One of the things I need to be happy and productive is an inspiring space.
It took me years to realize this wasn’t selfish, it was essential to my ability to serve my clients and be the mom, wife, revival guide and marketing badass I need to be every day. With no break from this home, I began to see that the smudged, inconsistent paint throughout the home was really bugging me. Our bedrooms have never had enough space for books and clothes and our patio needed to be entirely replaced. And overall, I was not feeling the “yay, ahhh” I have felt from other homes.
Everything I do stems from my home. I felt a lot of guilt for not being grateful for my current environment and the sounds of “who do you think you are?” from my childhood filled my brain. And then it hit me. I am a 40-something entrepreneur who needs to stop settling for “ok” personally when she advocates for her clients to always have “YAYYYY!!!!” everyday.
So I hired a designer. Together, we prioritized my “need to have’s” versus “nice to have’s”. And like any optimization project, the more I got into things, the more things I found that needed attention. I wanted to be able to turn my brain off and not see things that I was seeing, but I couldn’t.

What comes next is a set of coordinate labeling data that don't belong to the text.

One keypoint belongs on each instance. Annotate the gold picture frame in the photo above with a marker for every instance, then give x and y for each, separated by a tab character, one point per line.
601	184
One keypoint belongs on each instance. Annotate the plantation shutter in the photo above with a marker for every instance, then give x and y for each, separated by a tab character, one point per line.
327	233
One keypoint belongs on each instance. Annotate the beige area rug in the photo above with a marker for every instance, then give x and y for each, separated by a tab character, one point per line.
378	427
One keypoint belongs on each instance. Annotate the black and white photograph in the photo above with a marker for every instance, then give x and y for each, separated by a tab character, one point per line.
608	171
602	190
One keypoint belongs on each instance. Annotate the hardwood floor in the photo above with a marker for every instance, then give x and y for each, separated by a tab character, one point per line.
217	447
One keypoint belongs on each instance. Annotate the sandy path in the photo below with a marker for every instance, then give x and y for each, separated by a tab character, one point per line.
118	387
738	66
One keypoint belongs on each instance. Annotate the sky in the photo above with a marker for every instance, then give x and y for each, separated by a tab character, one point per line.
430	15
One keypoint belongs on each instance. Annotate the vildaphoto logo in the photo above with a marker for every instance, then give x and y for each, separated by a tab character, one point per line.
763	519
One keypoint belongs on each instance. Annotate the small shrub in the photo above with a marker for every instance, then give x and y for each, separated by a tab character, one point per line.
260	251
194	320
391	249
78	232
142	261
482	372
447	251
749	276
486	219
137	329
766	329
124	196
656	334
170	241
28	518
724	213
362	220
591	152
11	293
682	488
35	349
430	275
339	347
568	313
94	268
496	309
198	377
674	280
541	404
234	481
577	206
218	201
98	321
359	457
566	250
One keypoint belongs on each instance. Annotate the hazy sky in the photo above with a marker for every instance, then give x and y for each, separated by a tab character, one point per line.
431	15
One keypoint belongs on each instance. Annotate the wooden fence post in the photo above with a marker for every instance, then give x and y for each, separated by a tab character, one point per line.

I felt like a chaos addict. Why on earth would I want to add more ideas to the mess versus just getting one project done?
As the carpenters left today, I walked upstairs to see the work in progress and although nothing is in place, I saw a sense of progress and could envision the new, optimized environment.
Then I took a breath and realized that I wasn’t addicted to chaos. I was finally in a place where I was ready and able to invest (time and money) in order.
As we grow and develop personally and professionally, we have to embrace that there is unavoidable messiness before we get to a higher order.
Are there things you are putting off because it feels messy, uncomfortable, selfish or chaotic?
Change isn’t always easy, tidy…. or quiet.